Zagłębie Sosnowiec chce przejść do historii. Dobra zmiana na Lecha Poznań

Zagłębie Sosnowiec szykuje się na święto, czyli mecz z Lechem Poznań w półfinale Pucharu Polski. Spotkanie ma być odtrutką na ostatnie niepowodzenia w lidze. Początek wtorkowego meczu o godzinie 18.

ŚLĄSK.SPORT.PL na Twitterze. Obserwujesz? >>

Zagłębie ma w kolekcji cztery Puchary Polski, ale ostatni z nich zdobyło w zamierzchłym roku 1978. Najstarszego dziś piłkarza zespołu z Sosnowca, czyli Krzysztofa Markowskiego (rocznik 1979) nie było jeszcze wtedy na świecie...

Zagłębie musi we wtorek odrobić straty z pierwszego meczu w Poznaniu, który mistrz Polski wygrał 1:0. Po trzech kolejnych porażkach w lidze w Sosnowcu trudno o optymizm, ale jak mówi prezes Marcin Jaroszewski piłka nożna zna nie takie historie. - Na boisku wszystko może zmienić się z minuty na minutę. Zespoły przewracają się i powstają z kolan. Od skrajności do skrajności. My obecnie mamy problemy, ale musimy wyjść na boisko z czystymi głowami. To święto dla Sosnowca. Mecz, na jaki czeka się latami - przypomina prezes.
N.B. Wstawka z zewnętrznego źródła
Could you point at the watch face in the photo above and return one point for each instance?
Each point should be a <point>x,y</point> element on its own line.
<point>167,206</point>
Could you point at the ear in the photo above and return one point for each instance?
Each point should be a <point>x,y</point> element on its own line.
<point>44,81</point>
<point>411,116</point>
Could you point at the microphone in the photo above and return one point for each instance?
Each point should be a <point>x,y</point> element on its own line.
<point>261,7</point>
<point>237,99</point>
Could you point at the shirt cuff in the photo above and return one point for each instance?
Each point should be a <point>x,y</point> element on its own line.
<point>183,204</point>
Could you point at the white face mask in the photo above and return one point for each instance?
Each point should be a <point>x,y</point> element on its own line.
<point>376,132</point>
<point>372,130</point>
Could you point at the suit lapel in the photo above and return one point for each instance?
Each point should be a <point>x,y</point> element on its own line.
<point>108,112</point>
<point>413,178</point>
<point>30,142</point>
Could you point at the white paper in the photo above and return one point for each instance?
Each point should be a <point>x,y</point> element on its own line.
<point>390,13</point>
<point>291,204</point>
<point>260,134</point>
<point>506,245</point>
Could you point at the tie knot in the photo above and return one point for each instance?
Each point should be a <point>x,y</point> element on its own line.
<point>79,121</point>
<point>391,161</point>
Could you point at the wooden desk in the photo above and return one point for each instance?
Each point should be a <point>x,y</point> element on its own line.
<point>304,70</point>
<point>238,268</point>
Kto będzie odpowiadał za wynik zespołu we wtorkowym spotkaniu? Po piątkowym meczu z Miedzią Legnica trener Artur Derbin stwierdził, że "ciężar decyzyjności" został przesunięty na Roberta Stanka - dyrektora sportowego klubu.

O tym, że coś jest na rzeczy było wiadomi już podczas gry. Derbin przesiedział całe spotkanie na ławce rezerwowych. Co musiało dziwić, gdyż wcześniej zawsze wspierał zespół stojąc tuż przy linii bocznej boiska. - Nie rozumiem o co to całe zamieszanie? Czy klub wydał jakikolwiek komunikat o zmianie trenera? Czy ja to potwierdziłem? Przed meczem z Miedzią postanowiliśmy coś zmienić. Szukaliśmy impulsu, pozytywnego bodźca. To miał być powód do refleksji - tak dla sztabu trenerskiego, jak i piłkarzy. Nie wyszło. Wszyscy jesteśmy z tego powodu źli. Dalej jesteśmy jednak razem. Jesteśmy jedną drużyną. Sztab szkoleniowy się nie zmienia - mówi Jaroszewski, który potwierdza, że pierwszym trenerem wciąż jest Derbin.
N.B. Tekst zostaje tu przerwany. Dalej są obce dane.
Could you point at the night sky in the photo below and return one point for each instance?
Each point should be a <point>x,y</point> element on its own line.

- Nie jesteśmy fabryką łożysk tocznych. Gdy podejmujemy jakąś decyzję, to kibice to widzą. Dyskutują o niej. Musimy szukać rozwiązań na wyjście z kryzysu, bo o takim trzeba mówić po trzech porażkach z rzędu. Na czas świąt wziąłem urlop. Przegraliśmy wtedy dwa mecze. Wciąż byłem na telefonie. Wciąż trwały ważne rozmowy i konsultacje. Wracałem też na konferencję prasową ze sponsorem. To dla nas trudny czas, ale wszyscy wierzymy, że sobie z tym poradzimy, a zacznie się to już od wtorkowego meczu z Lechem - mówi Jaroszewski.

Zagłębie nie gra wiosną tak skutecznie i porywająco jak jesienią. Piłkarze często biegają po boisku w jednym tempie. Brakuje dynamiki i pomysłów. - Nikt nie może utrzymywać się na topie bez końca. My byliśmy na swoim szczycie przez rok. To długo i teraz dopadł na kryzys, z którym prędzej czy później musi zmierzyć się każdy zespół - dodaje.

Na koniec wróćmy jeszcze do meczu z Lechem... - To duże wyzwanie organizacyjne. Mecz zobaczy komplet kibiców [około 5 tysięcy osób - przyp.red.]. Na stadion wybiera się też wielu gości. Nasz obiekt nie jest przystosowany do organizacji tego typu wydarzeń. Nasza trybunka dla VIP-ów w szczególności. Dlatego już teraz proszę wszystkich o cierpliwość i wyrozumiałość. To jednak nie będzie mecz, jak wszystkie - kończy prezes.